Capítulo 15

125 9 4
                                    


Pasadas las tres de la tarde, el príncipe Andréi, que había insistido en su petición, llegaba a Grunt y se presentaba a Bagration. El ayudante de campo de Napoleón aún no había llegado al destacamento de Murat y la batalla estaba por comenzar. En el campamento de Bagration no se sabía nada de lo que ocurría; se hablaba de paz, pero sin creer en su posibilidad. Se hablaba de la batalla, en cuya inminencia tampoco se creía.

Bagration, que conocía a Bolkonski como el ayudante de campo favorito y hombre de confianza del general en jefe, lo recibió con especial distinción y benevolencia. Le explicó que probablemente la batalla iba a librarse aquel mismo día o al siguiente y lo dejó en libertad para quedarse junto a él durante la acción, o en la retaguardia, para vigilar el orden durante la retirada, "lo que también era muy importante".

—De todos modos, creo que no será hoy— dijo Bagration, como para tranquilizar a Bolkonski.

"Si es uno de esos mequetrefes del Estado Mayor enviado para recibir una condecoración, la ganará igualmente en la retaguardia; y si se quiere quedar conmigo, que se quede... Si es un oficial valiente, me será útil", pensaba Bagration. El príncipe Andréi no replicó nada y pidió permiso para recorrer la línea y examinar la disposición de las tropas para, en caso de ataque, saber adónde era necesario acudir. El oficial de servicio, hombre apuesto, vestido con elegancia, que llevaba una sortija adornada con un diamante en el índice y hablaba mal —pero de buena gana— el francés, se ofreció para acompañar al príncipe Andréi.

Por todas partes se veían oficiales con la ropa calada y rostros sombríos, como buscando algo, y soldados que traían de la aldea puertas, bancos y vallas.

—Ya lo ve, príncipe; no podemos desembarazarnos de esta gente— dijo el oficial, señalando a los soldados. —Los jefes son demasiado débiles.
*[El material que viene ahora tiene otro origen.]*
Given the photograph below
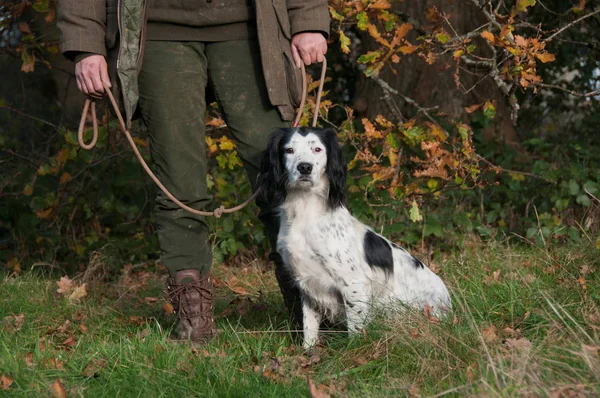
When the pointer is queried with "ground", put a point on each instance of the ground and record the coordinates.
(526, 322)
Mire— y le mostraba la tienda de un cantinero, —ahí se juntan y pasan el tiempo. Esta mañana los eché a todos y ya ve, de nuevo está lleno. Debemos acercarnos, príncipe, y darles un grito; sólo es un momento.

—Entremos; comeré un poco de pan y queso— dijo el príncipe Andréi, que aún no había probado bocado.
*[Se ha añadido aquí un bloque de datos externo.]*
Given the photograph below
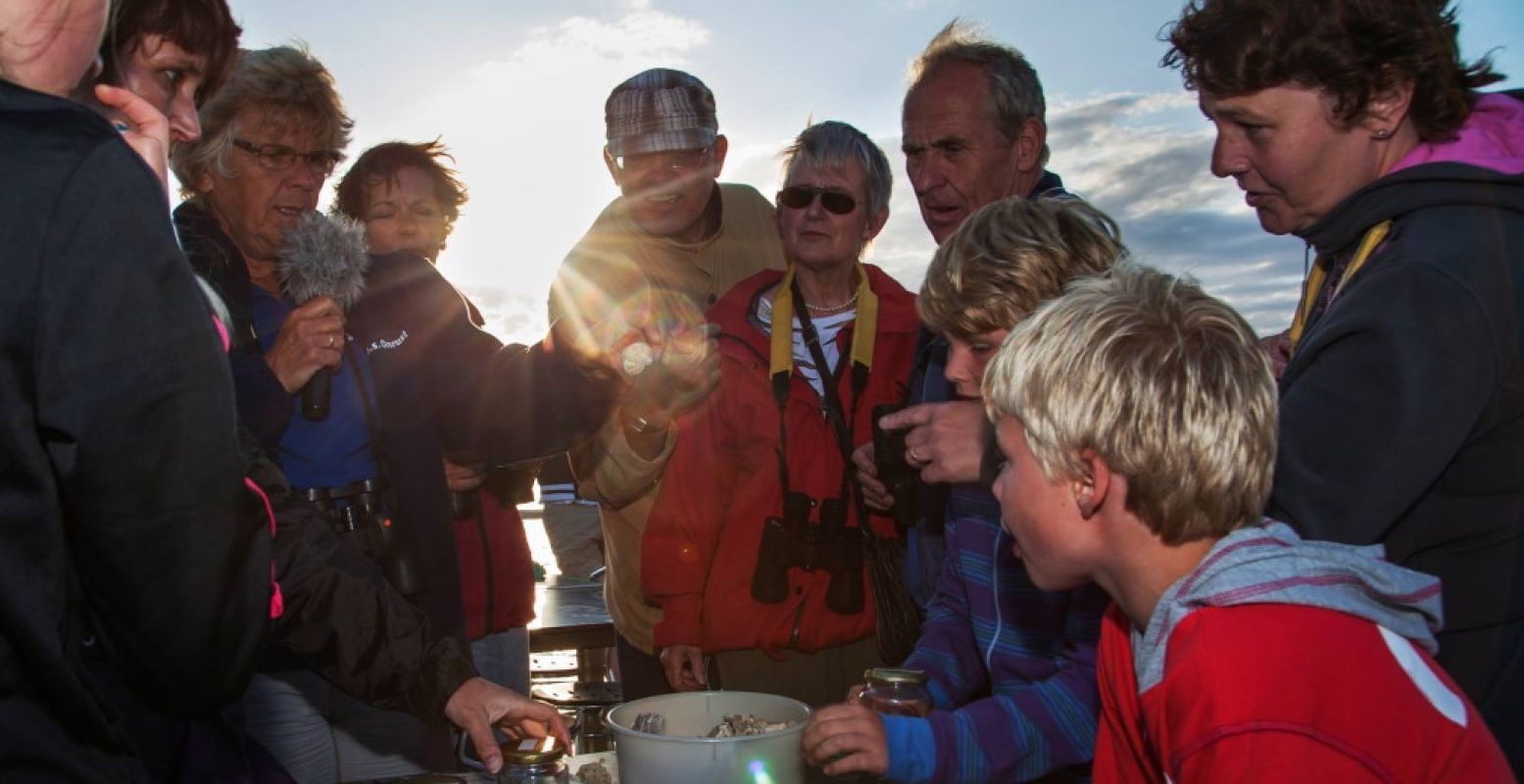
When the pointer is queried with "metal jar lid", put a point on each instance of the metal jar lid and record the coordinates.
(532, 751)
(890, 674)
—¿Por qué no me lo ha dicho, príncipe? Habría compartido con usted el pan y la sal.

Descabalgaron y entraron en la tienda del cantinero. Algunos oficiales, sentados ante las mesas, con los rostros encendidos y fatigados, comían y bebían.

—¿Qué significa esto, señores?— dijo el oficial de Estado Mayor con el tono reprobatorio de quien ya ha repetido la misma cosa demasiadas veces. —No pueden abandonar sus puestos. El príncipe ha ordenado que no haya aquí nadie. Y usted, señor capitán...— se dirigió a un capitán segundo de artillería, pequeño, sucio y flaco, que, descalzo, con los calcetines puestos (había entregado sus botas al cantinero para que se las secara), se puso en pie, sonriendo con poca naturalidad. —¿No le da vergüenza, capitán Tushin?— prosiguió el oficial de Estado Mayor. —Creo que usted, como artillero, debería dar ejemplo... y usted sin botas. ¡Bien lo pasaría descalzo si tocasen alarma!— el aludido sonrió. —Vayan a sus puestos, señores... todos, todos— añadió con tono autoritario.

El príncipe Andréi sonrió involuntariamente, mirando al capitán segundo Tushin, quien, sin decir palabra, pero también sonriendo, sosteniéndose alternativamente sobre uno y otro pie descalzo, miraba con sus ojos grandes, inteligentes y bondadosos ya al príncipe, ya al oficial de Estado Mayor.

—Los soldados aseguran que es más cómodo ir descalzo— dijo, sonriendo tímidamente, como deseando disimular su propio embarazo con una broma.

Pero todavía no había concluido cuando ya se dio cuenta de que su broma no caía bien y que nada tenía de graciosa. Entonces se aturdió del todo.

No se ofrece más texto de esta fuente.